Sehen Sie mögliche Alternativen?

Das traditionelle französische Modell könnte eine Diskussionsgrundlage für eine Reformierung sein. Dort gibt es die unbefristeten Maître de conférence-Stellen. Als Maître de conférence kann man Arbeiten betreuen, eigenständig forschen und lehren und dann immer noch selbst entscheiden, ob man eine „habilitation à diriger des recherches (HDR)“ anstrebt und sich dadurch für Professur weiterqualifizieren möchte oder nicht.

Haben Sie abschließend noch einen Tipp für den wissenschaftlichen Nachwuchs?

Wenn ich zurückblicke, dann muss ich gestehen, dass ich kaum strategisch vorgegangen bin. Das ist sicherlich naiv gewesen. Ich habe in meiner Forschung das gemacht, was mich wirklich interessiert hat. Mit Bourdieu gesprochen habe ich die Gesetzmäßigkeiten, nach denen das Spiel im wissenschaftlichen Feld gespielt wird, nicht durchschaut oder ignoriert, Bourdieus Tatbestand der „Illusio“ galt somit sicherlich für mich, und ich glaube, dass ich da nicht der einzige in meiner Generation war. Es hätte auch anders laufen können. Und für viele ist es auch anders gelaufen. In meiner Generation haben auch exzellente Leute keinen Ruf bekommen. Das ist eine Form der Kontingenzerfahrung, auf die das deutsche Universitätssystem gut und gerne verzichten kann. Sie verringert auch die Planbarkeit und Strategien. Im System zurecht zu kommen hat mehr mit der göttlichen Gnade im Jansenismus zu tun als mit einer planbaren wissenschaftlichen Laufbahn. Aber inzwischen haben sich die Zeiten geändert und die DFG hat einige Instrumente geschaffen, die es damals in dieser Form nicht gab: Nachwuchsgruppen, Nachwuchsprogramme oder Netzwerkprogramme, Beantragung einer eigenen Stelle im Rahmen eines DFG-Projekts, um nur einige zu nennen. Ich habe den Eindruck, dass diese Maßnahmen ein wenig mehr Planbarkeit bieten als dass dies damals der Fall war und dass meine Generation mehr den eigenen Interessen gefolgt ist als strategischen Überlegungen. Aber sicherlich ist beides nötig.
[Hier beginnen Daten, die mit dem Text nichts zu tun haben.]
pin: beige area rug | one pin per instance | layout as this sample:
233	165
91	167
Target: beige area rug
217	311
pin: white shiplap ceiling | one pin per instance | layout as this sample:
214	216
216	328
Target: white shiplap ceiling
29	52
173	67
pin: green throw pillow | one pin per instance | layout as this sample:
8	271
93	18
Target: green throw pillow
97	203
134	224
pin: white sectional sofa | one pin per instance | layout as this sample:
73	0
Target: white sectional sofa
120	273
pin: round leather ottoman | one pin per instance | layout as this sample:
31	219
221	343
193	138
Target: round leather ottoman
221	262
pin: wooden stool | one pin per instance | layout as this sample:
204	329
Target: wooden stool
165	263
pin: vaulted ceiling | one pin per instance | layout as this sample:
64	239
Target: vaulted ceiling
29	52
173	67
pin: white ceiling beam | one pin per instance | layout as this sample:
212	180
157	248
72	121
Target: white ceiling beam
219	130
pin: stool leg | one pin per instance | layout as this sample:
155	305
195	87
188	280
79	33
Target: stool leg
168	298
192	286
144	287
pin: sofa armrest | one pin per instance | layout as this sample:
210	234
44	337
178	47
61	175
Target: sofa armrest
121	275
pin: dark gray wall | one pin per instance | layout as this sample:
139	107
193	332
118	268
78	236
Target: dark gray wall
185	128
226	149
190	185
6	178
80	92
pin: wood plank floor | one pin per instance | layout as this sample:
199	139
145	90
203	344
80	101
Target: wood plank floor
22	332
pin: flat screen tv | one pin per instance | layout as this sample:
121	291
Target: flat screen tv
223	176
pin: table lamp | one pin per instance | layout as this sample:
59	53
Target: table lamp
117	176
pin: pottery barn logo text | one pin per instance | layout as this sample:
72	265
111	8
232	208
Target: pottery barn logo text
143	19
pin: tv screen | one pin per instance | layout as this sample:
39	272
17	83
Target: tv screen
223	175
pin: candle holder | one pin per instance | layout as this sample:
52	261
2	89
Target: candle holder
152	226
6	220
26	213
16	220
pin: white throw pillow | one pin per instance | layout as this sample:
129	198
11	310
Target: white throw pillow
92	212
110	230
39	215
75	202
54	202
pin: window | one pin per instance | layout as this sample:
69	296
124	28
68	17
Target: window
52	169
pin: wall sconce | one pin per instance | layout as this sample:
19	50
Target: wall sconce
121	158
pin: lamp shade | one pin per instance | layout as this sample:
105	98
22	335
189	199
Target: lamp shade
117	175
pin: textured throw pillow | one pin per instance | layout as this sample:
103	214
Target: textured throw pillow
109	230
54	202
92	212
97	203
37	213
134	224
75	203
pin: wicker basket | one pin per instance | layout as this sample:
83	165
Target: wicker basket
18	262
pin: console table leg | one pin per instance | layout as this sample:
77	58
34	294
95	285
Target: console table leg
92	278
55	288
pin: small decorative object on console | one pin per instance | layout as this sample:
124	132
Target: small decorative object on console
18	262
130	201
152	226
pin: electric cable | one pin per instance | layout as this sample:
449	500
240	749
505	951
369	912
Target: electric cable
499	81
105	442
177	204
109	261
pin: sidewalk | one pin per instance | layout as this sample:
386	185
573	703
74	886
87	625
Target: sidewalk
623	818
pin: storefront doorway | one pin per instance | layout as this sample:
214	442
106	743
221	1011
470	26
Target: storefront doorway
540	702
Also würden Sie empfehlen, ein Gleichgewicht zu finden zwischen der Befolgung der eigenen Interessen und strategischen Überlegungen?

Die Erfahrung zeigt, dass man einfach motivierter und besser ist, wenn man ein Thema bearbeitet, für das man brennt. Die strategischen Überlegungen müssen dann aber in die zweite Qualifikationsphase miteinbezogen werden.

Vielen Dank für das Gespräch, Herr Mecke.